Pete steals the honey for himself and Patrick smacks his hands, putting it back in the center. Joe smiles a little. "It means a sweet year, the apples and the honey. I remember that from Hebrew school, I think it must have been one of the only days my parents actually got me to go. It means a sweet year, and you share it with your friends and family. And if you guys aren't that, I really don't fucking know who is."

Pete smiles at Joe and roots around for another green apple. Patrick hands him one, keeping his eyes on Joe. Andy finally asks, "Why this year?"

Joe shrugs. "Because we were in one place, because I remembered, because I've thought about it every year and I knew we were going to have this fight and it seemed like a stupid thing to fight over."

"But you did it anyway this year?" Andy asks.
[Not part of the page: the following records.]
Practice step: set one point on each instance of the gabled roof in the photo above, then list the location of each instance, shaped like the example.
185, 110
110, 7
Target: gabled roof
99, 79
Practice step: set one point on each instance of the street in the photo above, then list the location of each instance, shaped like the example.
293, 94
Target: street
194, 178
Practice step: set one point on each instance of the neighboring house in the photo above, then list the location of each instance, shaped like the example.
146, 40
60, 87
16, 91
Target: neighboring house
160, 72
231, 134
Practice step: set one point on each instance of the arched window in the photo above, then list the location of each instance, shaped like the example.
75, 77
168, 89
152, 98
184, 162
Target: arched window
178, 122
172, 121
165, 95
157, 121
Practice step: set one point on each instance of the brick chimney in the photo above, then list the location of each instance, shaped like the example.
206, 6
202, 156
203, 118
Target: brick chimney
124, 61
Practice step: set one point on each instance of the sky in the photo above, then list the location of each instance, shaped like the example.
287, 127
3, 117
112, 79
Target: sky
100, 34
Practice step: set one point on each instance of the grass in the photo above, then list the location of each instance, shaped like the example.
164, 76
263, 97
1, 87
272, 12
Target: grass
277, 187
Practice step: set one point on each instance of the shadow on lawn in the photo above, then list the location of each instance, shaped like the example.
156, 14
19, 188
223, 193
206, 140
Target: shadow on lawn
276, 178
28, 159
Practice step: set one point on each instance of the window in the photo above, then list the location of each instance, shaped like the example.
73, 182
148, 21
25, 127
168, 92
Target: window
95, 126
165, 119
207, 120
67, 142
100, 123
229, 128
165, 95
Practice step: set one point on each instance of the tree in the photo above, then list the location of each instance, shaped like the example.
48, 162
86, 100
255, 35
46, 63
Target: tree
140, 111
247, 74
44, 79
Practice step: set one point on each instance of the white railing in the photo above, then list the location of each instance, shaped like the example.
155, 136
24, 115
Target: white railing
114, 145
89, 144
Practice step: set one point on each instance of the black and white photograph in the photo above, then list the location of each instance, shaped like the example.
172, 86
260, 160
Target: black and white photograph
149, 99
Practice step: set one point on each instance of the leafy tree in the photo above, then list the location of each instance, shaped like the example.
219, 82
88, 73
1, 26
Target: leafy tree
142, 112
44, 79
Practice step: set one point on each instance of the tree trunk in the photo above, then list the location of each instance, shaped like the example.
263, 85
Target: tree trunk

Joe swipes an apple in the honey pointedly, angrily. "I want-- I want things to be fucking sweet this year. I want things to work out for Pete, and Patrick to validly get over the Anna thing, and you not to feel like you're always being hypocritical, and I just-- Maybe it's stupid or superstitious or both. Maybe. But maybe it's just hedging our bets or whatever. Maybe it's just-- I don't know, it's what I want for us."

Andy looks at the honey bowl. Joe says, "Nevermind."

Andy says, "Eh, what's another moment of hypocrisy?" He takes the apple that Patrick's been holding while watching the two of them have it out, swipes it in the honey and bites down. After a second he says, "Sweet."

Pete laughs, and gives Patrick another apple. Joe says, "Yeah, sweet."